Jeff Zhang

Posted on Jul 18, 2022

Deep Dive into Apache Iceberg via Apache Zeppelin

#apachezeppelin #apacheiceberg #spark

Apache Iceberg is a high-performance format for huge analytic tables. There’re a lot of tutorials on the internet about how to use Iceberg. This post is a little different, it is for those people who are curious to know the internal mechanism of Iceberg. In this post, I will use Spark sql to create/insert/delete/update Iceberg table in Apache Zeppelin and will explain what happens underneath for each operation.

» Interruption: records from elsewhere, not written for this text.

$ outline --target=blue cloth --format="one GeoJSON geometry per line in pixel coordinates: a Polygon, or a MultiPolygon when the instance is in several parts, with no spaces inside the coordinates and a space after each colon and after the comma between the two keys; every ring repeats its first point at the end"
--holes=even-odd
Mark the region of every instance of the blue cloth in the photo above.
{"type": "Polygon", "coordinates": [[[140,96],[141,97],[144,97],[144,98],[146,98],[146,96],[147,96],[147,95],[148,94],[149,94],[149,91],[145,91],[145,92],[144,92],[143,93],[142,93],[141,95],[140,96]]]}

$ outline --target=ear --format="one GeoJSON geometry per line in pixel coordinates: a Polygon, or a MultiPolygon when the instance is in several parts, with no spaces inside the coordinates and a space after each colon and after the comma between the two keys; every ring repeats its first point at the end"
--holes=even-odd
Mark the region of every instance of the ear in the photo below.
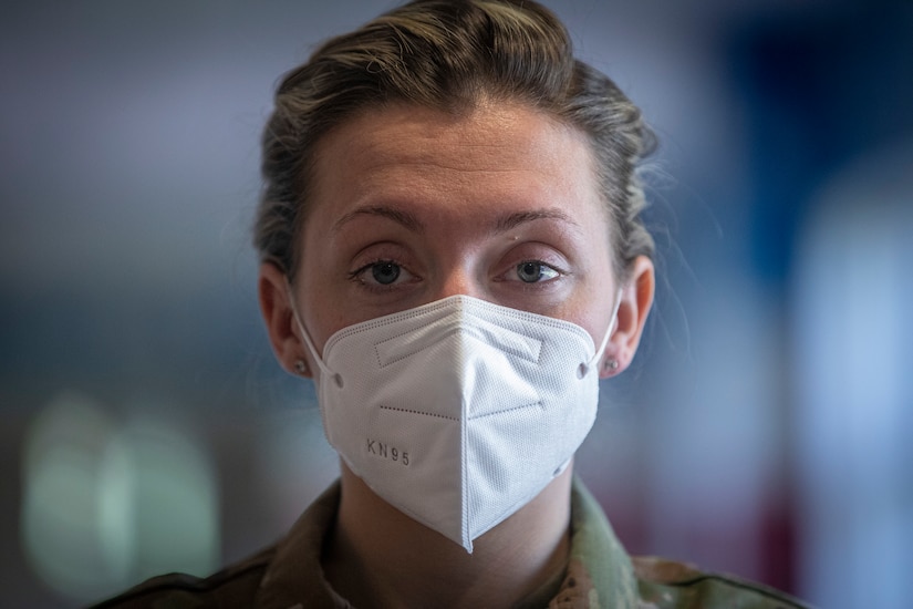
{"type": "Polygon", "coordinates": [[[279,364],[290,374],[310,376],[309,358],[298,336],[288,286],[286,273],[279,267],[272,262],[260,265],[257,292],[272,352],[279,360],[279,364]],[[299,370],[301,364],[298,362],[304,362],[303,370],[299,370]]]}
{"type": "Polygon", "coordinates": [[[646,256],[634,259],[630,280],[622,287],[621,303],[619,304],[615,330],[605,345],[602,365],[599,370],[600,379],[608,379],[620,374],[634,359],[637,345],[641,343],[646,317],[653,306],[653,295],[656,289],[653,261],[646,256]],[[610,368],[609,362],[618,365],[610,368]]]}

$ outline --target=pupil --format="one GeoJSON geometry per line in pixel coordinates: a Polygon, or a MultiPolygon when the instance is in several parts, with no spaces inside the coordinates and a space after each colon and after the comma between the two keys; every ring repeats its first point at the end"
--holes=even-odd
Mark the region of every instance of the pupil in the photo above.
{"type": "Polygon", "coordinates": [[[378,262],[372,267],[371,275],[374,276],[374,280],[377,281],[377,283],[387,286],[396,281],[396,278],[400,277],[400,265],[395,262],[378,262]]]}
{"type": "Polygon", "coordinates": [[[532,283],[542,277],[542,265],[539,262],[522,262],[517,271],[521,281],[532,283]]]}

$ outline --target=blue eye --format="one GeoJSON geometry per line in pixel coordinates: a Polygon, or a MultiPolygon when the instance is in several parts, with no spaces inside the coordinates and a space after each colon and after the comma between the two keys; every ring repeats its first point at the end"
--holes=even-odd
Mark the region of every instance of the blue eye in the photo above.
{"type": "Polygon", "coordinates": [[[388,260],[371,265],[371,276],[382,286],[390,286],[400,278],[400,265],[388,260]]]}
{"type": "Polygon", "coordinates": [[[544,262],[528,260],[517,265],[517,277],[525,283],[536,283],[537,281],[558,277],[558,271],[544,262]]]}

Start Zeppelin Docker Container

To demonstrate the internal mechanism more intuitively, I use Apache Zeppelin to run all the example code. You can reproduce what I did easily via Zeppelin docker. You can check this article for how to play Spark in Zeppelin docker. Here I just summarize it as following steps:

Step 1. git clone https://github.com/zjffdu/zeppelin-notebook.git
Step 2. Download Spark 3.2.1
Step 3. Run the following command to start the Zeppelin docker container. ${zeppelin_notebook}is the notebook folder you cloned in Step 1, ${spark_location} is the Spark folder you downloaded in Step 2.

docker run -u $(id -u) -p 8080:8080 -p 4040:4040 --rm -v \ 
${spark_location}:/opt/spark -v \
${zeppelin_notebook}:/opt/notebook -e \
ZEPPELIN_NOTEBOOK_DIR=/opt/notebook -e SPARK_HOME=/opt/spark \
-e ZEPPELIN_LOCAL_IP=0.0.0.0 --name zeppelin \
apache/zeppelin:0.10.1

Then open http://localhost:8080 in browser, and open the notebook Spark/Deep Dive into Iceberg which contains all the code in this article.

Architecture of Iceberg

Basically, there’re 3 layers for Iceberg:

Catalog layer
Metadata layer
Data Layer

Catalog Layer

Catalog layer has 2 implementations:

Hive catalog which uses hive metastore. Hive metastore uses relational database to store where’s current version’s snapshot file.
Path based catalog which is based on file system. This tutorial uses path based catalog. It uses files to store where’s the current version’s metadata file. ( version-hint.text is the pointer which point to each version’s metadata file v[x].metadata.jsonin the below examples)

Metadata Layer

In metadata layer, there’re 3 kinds of files:

Metadata file. Each CRUD operation will generate a new metadata file which contains all the metadata info of table, including the schema of table, all the historical snapshots until now and etc. Each snapshot is associated with one manifest list file.
Manifest list file. Each version of snapshot has one manifest list file. Manifest list file contains a collection of manifest files.
Manifest file. Manifest file can be shared cross snapshot files. It contains a collection of data files which store the table data. Besides that it also contains other meta info for potential optimization, e.g. row-count, lower-bound, upper-bound and etc.

Data Layer

Data layer is a bunch of parquet files which contain all the historical data, including newly added records, updated record and deleted records. A subset of these data files compose one version of snapshot.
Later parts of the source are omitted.